Türkiye’de farklı sektörlerde toplam 8 milyon 612 bin ton plastik tüketiliyor
“Bu tema ile dünyada kullanılan plastik ürünlerin azaltılması da hedeflenmektedir. Ülkemizde de plastik kullanımı her alanda yaygınlaşmış, plastik atıkların yönetiminde zorluklar oluşmuştur. Belediyelerde toplanan atıkların yüzde 3’ü plastiktir. Türkiye’de farklı sektörlerde toplam 8 milyon 612 bin ton plastik tüketilmektedir. 1 milyon 800 bin ton plastik ambalaj piyasa sürülmekte ve bunun sadece 384 bin tonu toplanmaktadır. Plastik atıklarımızın toplanması, geri kazanılması sürecinin sağlıklı olmadığı sayılarla da ortaya çıkmaktadır. Bu plastikler topraklarımızda, derelerimizde, denizlerimizde birikmekte ve sağlığımızı tehdit etmekte, ekosisteme zarar vermektedir. Ambalaj plastiklerin kaynağında ayrı toplanması sağlanamamış, depozito yaklaşımı güçlendirilerek zorunlu hale getirilmemiştir.”

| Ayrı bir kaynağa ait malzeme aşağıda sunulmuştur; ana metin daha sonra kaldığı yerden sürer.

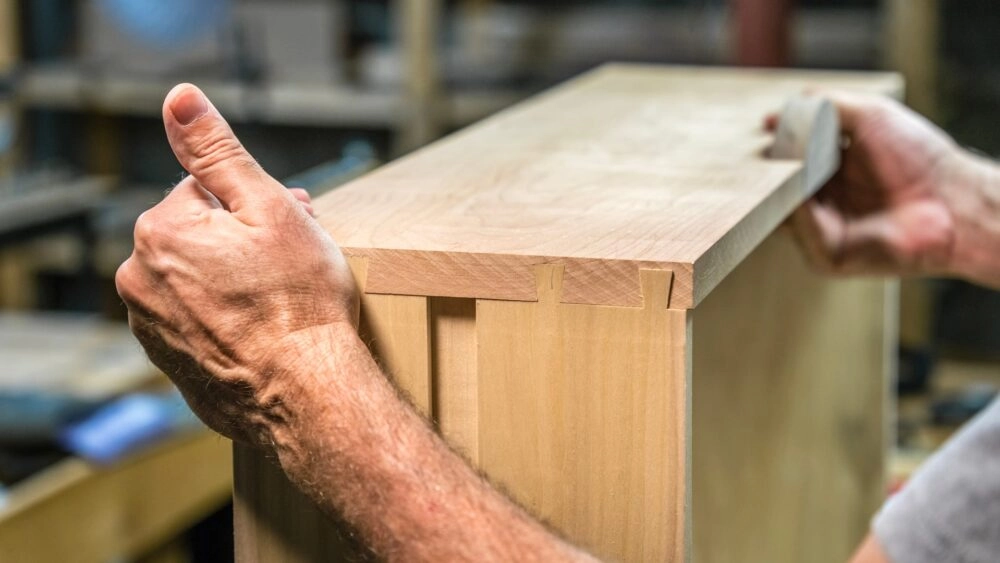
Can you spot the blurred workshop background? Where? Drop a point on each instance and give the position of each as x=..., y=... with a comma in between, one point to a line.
x=96, y=451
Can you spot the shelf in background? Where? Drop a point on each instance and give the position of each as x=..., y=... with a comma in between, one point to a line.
x=71, y=87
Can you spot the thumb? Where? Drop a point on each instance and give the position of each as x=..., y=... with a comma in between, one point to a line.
x=207, y=148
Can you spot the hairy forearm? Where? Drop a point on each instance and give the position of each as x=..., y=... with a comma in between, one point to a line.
x=347, y=439
x=973, y=190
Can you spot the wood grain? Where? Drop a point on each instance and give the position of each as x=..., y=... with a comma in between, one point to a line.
x=582, y=416
x=789, y=421
x=653, y=167
x=75, y=512
x=273, y=520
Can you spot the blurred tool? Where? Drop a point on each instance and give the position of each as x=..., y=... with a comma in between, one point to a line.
x=357, y=157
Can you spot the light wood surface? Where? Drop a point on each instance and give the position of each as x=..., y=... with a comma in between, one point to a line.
x=553, y=257
x=624, y=168
x=455, y=383
x=71, y=353
x=76, y=512
x=567, y=393
x=790, y=416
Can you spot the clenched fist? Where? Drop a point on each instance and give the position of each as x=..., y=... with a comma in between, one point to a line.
x=231, y=279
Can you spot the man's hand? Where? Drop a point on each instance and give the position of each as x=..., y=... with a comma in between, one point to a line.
x=903, y=201
x=231, y=277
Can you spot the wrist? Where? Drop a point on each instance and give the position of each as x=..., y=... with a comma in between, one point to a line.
x=972, y=190
x=310, y=373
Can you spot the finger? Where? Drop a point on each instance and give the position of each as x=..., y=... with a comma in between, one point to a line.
x=190, y=190
x=303, y=197
x=911, y=239
x=853, y=108
x=771, y=121
x=207, y=148
x=819, y=230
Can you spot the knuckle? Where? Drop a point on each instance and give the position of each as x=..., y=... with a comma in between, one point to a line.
x=125, y=280
x=218, y=150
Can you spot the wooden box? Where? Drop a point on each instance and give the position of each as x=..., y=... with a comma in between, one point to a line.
x=590, y=295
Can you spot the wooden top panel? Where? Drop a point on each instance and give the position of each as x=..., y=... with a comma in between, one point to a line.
x=625, y=168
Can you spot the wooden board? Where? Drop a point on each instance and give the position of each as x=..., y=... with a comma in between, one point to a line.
x=790, y=402
x=273, y=521
x=533, y=278
x=627, y=167
x=75, y=512
x=583, y=417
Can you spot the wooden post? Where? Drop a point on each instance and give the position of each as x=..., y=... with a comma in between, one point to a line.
x=763, y=32
x=912, y=40
x=418, y=24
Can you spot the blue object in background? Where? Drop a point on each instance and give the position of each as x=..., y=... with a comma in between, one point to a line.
x=126, y=424
x=166, y=25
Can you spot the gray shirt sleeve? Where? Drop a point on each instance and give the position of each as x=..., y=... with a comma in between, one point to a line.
x=950, y=508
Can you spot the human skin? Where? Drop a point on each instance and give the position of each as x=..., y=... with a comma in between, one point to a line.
x=240, y=297
x=905, y=201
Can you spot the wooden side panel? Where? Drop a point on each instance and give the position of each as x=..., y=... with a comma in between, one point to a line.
x=273, y=521
x=582, y=416
x=454, y=376
x=789, y=427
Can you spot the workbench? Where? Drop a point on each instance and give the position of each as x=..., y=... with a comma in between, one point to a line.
x=88, y=513
x=590, y=296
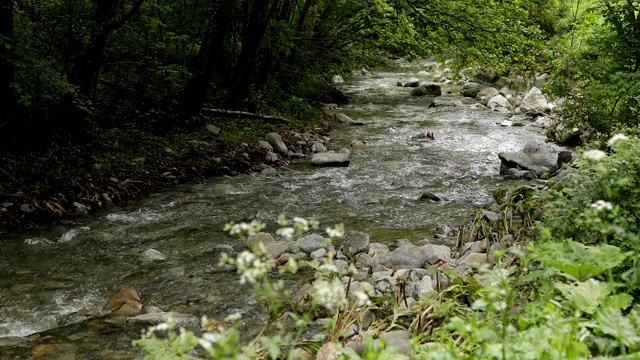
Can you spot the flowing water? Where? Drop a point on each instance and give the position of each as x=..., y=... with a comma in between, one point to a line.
x=49, y=278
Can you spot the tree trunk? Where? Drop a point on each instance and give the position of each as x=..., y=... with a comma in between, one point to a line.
x=196, y=89
x=256, y=25
x=8, y=109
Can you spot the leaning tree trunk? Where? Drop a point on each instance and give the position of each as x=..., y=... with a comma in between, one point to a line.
x=256, y=25
x=202, y=69
x=8, y=109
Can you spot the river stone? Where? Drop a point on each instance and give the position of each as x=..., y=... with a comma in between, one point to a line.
x=275, y=249
x=214, y=130
x=377, y=249
x=404, y=257
x=427, y=90
x=276, y=141
x=537, y=156
x=186, y=321
x=265, y=145
x=534, y=102
x=342, y=118
x=413, y=82
x=152, y=255
x=486, y=94
x=475, y=258
x=259, y=238
x=397, y=342
x=471, y=89
x=311, y=243
x=317, y=147
x=355, y=242
x=435, y=253
x=330, y=159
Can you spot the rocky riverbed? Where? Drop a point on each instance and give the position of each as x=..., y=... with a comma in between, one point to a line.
x=401, y=170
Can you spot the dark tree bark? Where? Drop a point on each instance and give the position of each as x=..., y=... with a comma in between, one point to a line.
x=85, y=70
x=202, y=69
x=8, y=108
x=255, y=27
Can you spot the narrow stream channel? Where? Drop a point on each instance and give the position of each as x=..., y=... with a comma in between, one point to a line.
x=49, y=278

İşte Düzce’de devam eden çevre sorunları
Düzce’de devam eden çevre sorunlarına da dikkat çekilen açıklamada, “Her yıl dile getirdiğimiz gibi, katı atıkların düzensiz depolama sorunu ülkemizde olduğu gibi İlimizde de hala devam etmektedir. Bunun yanında İlimiz Merkez ve İlçe Belediyelerinin Ambalaj Atıkları Yönetim Planı bulunmamaktadır. Düzce’de Merkez ve Akçakoca Belediyelerinin dışında atıksu arıtma tesisine sahip belediye bulunmamaktadır. 2017 yılı hava kirliliği açısından yine olumsuz geçmiştir.” denildi.  
 
“Koruma-kullanma anlayışının temel alınmalı”
Anayasa’nın 56. maddesiyle “Sağlıklı ve dengeli bir çevrede yaşama hakkı, çevreyi geliştirmek, çevre sağlığını korumak ve çevrenin kirlenmesini önlemek” güvence altına alındığına işaret eden Çevre Mühendisleri Odası İl Temsilciliği, açıklamasını şöyle sonlandırdı: “Çevre politikalarının; sanayi, tarım, enerji, ulaşım ve kentleşme politikalarıyla bütüncül olarak ele alınmasının gerekliliği net olarak ortadadır. Koruma-kullanma anlayışının temel alınmadığı her yaklaşım ve proje çevrenin ve doğal yaşamın sürdürülebilirliğini olumsuz olarak etkileyecektir. Bu gerçekten hareketle; koruma-kullanma yaklaşımını esas alan, şeffaf, halkın katılımını sağlayan kanalların açık tutulduğu bir anlayışın kamu yönetiminde esas alınması tartışmasız olarak hayata geçirilmelidir.”